Den Streit des neuen US-Präsidenten Donald Trump mit Mexiko um die geplante Grenzmauer hat die US-Regierung mit der Androhung von Strafzöllen weiter angeheizt. Trumps Sprecher Sean Spicer kündigte erst an, es sollen 20 Prozent auf alle mexikanischen Importe erhoben werden. Später schwächte er seine Äußerungen ab. Doch der Zwist mit Mexiko ist da bereits eskaliert.

Wegen der Weigerung von Mexiko, für die Milliardenkosten des Mammutprojekts Mauerbau aufzukommen, hat US-Präsident Donald Trump die Einführung eines Strafzolls auf sämtliche Importe aus Mexiko angekündigt.

Sein Sprecher Sean Spicer hat an Bord der Präsidentenmaschine Air Force One gesagt, der Strafzoll solle 20 Prozent betragen.
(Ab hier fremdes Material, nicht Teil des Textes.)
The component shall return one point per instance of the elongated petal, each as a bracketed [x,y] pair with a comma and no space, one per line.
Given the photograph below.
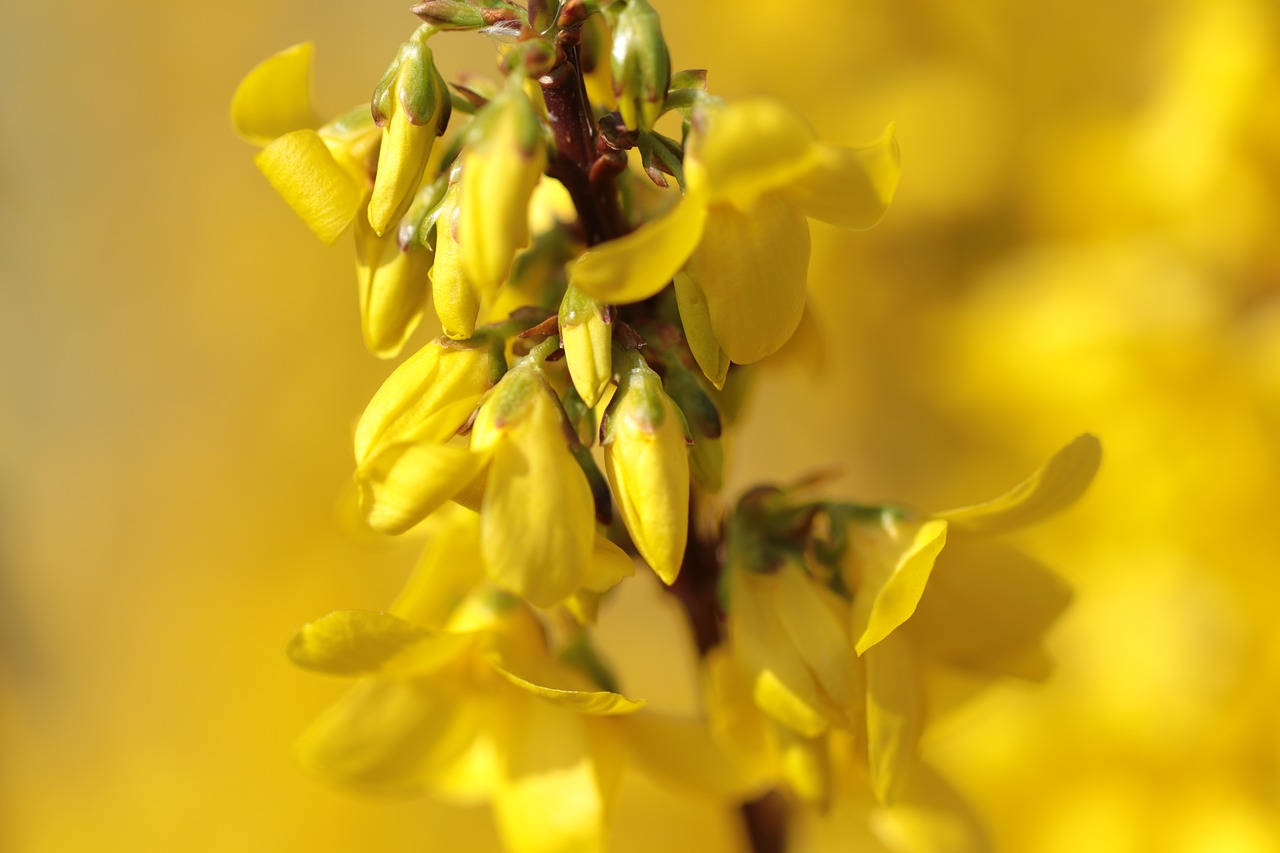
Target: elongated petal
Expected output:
[892,715]
[361,642]
[392,734]
[448,570]
[753,269]
[636,267]
[682,752]
[696,322]
[302,169]
[894,566]
[403,483]
[1054,487]
[551,799]
[819,637]
[275,97]
[394,290]
[986,602]
[781,684]
[600,702]
[745,149]
[849,187]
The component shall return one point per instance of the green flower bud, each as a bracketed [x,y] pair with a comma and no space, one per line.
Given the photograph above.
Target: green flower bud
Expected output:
[586,334]
[640,64]
[411,104]
[501,167]
[647,460]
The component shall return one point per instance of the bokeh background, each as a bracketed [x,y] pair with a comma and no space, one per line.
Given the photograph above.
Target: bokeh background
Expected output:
[1084,240]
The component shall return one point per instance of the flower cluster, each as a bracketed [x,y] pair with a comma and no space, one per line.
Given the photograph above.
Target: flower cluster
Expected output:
[592,315]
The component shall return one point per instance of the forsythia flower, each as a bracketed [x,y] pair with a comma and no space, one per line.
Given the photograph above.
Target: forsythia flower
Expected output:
[817,662]
[754,173]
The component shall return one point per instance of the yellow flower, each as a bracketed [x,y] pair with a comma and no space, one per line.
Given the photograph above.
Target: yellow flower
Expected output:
[924,589]
[647,460]
[460,696]
[538,512]
[405,468]
[501,167]
[320,173]
[754,173]
[412,105]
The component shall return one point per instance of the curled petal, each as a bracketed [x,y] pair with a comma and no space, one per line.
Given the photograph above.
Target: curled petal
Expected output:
[360,642]
[753,269]
[636,267]
[1052,488]
[598,702]
[403,483]
[275,97]
[302,169]
[849,187]
[745,149]
[393,735]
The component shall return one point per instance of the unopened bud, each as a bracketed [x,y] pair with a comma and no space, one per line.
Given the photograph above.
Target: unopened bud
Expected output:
[640,64]
[501,167]
[647,460]
[411,104]
[586,334]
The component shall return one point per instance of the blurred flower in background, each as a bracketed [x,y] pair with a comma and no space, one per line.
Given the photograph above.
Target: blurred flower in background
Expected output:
[1082,242]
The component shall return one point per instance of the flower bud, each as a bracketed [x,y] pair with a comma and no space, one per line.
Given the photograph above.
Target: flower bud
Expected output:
[456,301]
[411,104]
[640,64]
[586,334]
[538,514]
[501,167]
[647,460]
[394,286]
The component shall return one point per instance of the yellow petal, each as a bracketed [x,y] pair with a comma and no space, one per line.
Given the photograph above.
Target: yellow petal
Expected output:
[394,290]
[818,635]
[807,767]
[302,169]
[745,149]
[753,269]
[538,519]
[849,187]
[403,483]
[361,642]
[892,715]
[392,735]
[647,461]
[551,799]
[448,570]
[636,267]
[894,565]
[1054,487]
[609,565]
[684,753]
[984,603]
[401,164]
[275,97]
[696,320]
[781,684]
[600,702]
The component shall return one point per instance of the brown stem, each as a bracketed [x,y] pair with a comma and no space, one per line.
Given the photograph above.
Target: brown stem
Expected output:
[585,172]
[588,169]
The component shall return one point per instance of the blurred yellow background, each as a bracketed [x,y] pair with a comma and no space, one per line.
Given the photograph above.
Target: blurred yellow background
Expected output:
[1083,240]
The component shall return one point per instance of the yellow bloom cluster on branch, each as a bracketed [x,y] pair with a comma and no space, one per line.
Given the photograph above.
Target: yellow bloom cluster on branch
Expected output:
[593,315]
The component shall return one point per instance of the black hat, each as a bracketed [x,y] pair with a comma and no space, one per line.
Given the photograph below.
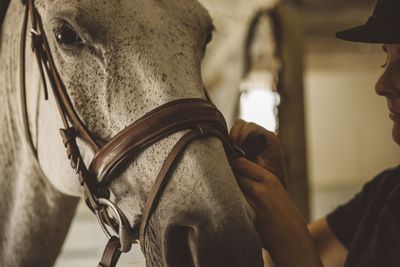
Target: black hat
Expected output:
[382,27]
Auf diese Weise könnten jährlich zehn Milliarden Dollar (9,4 Milliarden Euro) eingenommen werden. Damit lasse sich der Grenzwall "leicht bezahlen".

Sean Spicer relativiert Aussage

Kurz darauf erklärte Spicer jedoch, dass die mögliche Finanzierung der Grenzmauer zwischen den USA und Mexiko über eine Importsteuer auf mexikanische Produkte zunächst nur ein Beispiel sei und relativierte damit seine Aussage: "Das ist nur eine Option, wie die Mauer zu bezahlen sein könnte."

Weiter sagte Spicer: "Die Idee heute war nicht, etwas auf den Markt zu werfen oder zu verordnen oder anzukündigen", so Spicer. "Die Idee ist zu zeigen, dass es nicht so schwierig ist, die Finanzierung der Mauer zusammen zu bekommen, wie manche vielleicht annehmen, eine Maßnahme allein reicht."

Gegenwind für Donald Trump

Der republikanische Kongressabgeordnete Mark Meadows warnte vor möglichen wirtschaftlichen Vergeltungsmaßnahmen der von solchen Maßnahmen betroffenen Länder, die "normalerweise kein gutes Wirtschaftswachstum fördern".

Der republikanische Senator Lindsay Graham sagte, "Vorschläge, die die Kosten für Corona, Tequila oder Margaritas in die Höhe treiben", seien eine ganz "schlechte Idee".

Der Präsident des mexikanischen Handelskammertags, Manuel Herrera, nannte die Pläne für Unternehmen beider Länder "wahrlich beängstigend".

Streit mit Mexiko eskaliert

Nach der Anordnung zum Bau einer Grenzmauer durch US-Präsident Donald Trump und weiteren Provokationen hatte Mexikos Präsident Enrique Peña Nieto ein nächsten Dienstag geplantes Treffen mit Trump abgesagt. Auslöser für die Absage war eine Aussage Trumps bei Twitter: "Wenn Mexiko nicht für die dringend benötigte Mauer zahlen will, dann wäre es besser, das Treffen abzusagen."

Nach der Absage legte Trump dann nach. Bei einem Auftritt vor republikanischen Kongressmitgliedern in Philadelphia sagte er, solange "Mexiko die Vereinigten Staaten nicht fair und mit Respekt behandelt", sei ein solches Treffen "unergiebig".

Mexiko weigert sich, die Kosten für eine Mauer entlang der über 3.000 Kilometer langen Grenze zu finanzieren. Mexikos Außenminister Luis Videgaray bekräftigte das bei einer Pressekonferenz in der Botschaft in Washington. Demnach sei eine Beteiligung an den Kosten des Mauerbaus sei für sein Land "nicht verhandelbar".

Kann Trump überhaupt Strafzölle erlassen?

Trump hat zuletzt keine Angaben zu den Kosten des Mauerbaus gemacht. In der Vergangenheit bezifferte er sie auf zwischen vier und zehn Milliarden Dollar (3,7 bis 9,4 Milliarden Euro). Nach manchen Schätzungen könnten sich die Kosten jedoch sogar auf bis zu 40 Milliarden Dollar belaufen.

Trumps jetzige Ankündigung von Strafzöllen ist ein schwerer Schlag gegen das seit 1994 bestehende Nordamerikanische Freihandelsabkommen Nafta zwischen den USA, Mexiko und Kanada. Zudem ist fraglich, ob die USA wegen dieses Freihandelsabkommens überhaupt eigenmächtig eine Importsteuer von 20 Prozent erheben könnten. Allerdings ist gemäß Artikel 2205 ein Ausstieg binnen sechs Monaten möglich.

Trump hatte bereits im Wahlkampf angekündigt, das Abkommen neu zu verhandeln und eventuell sogar zu beenden. Am Donnerstag erneuerte Trump seine Kritik an Nafta.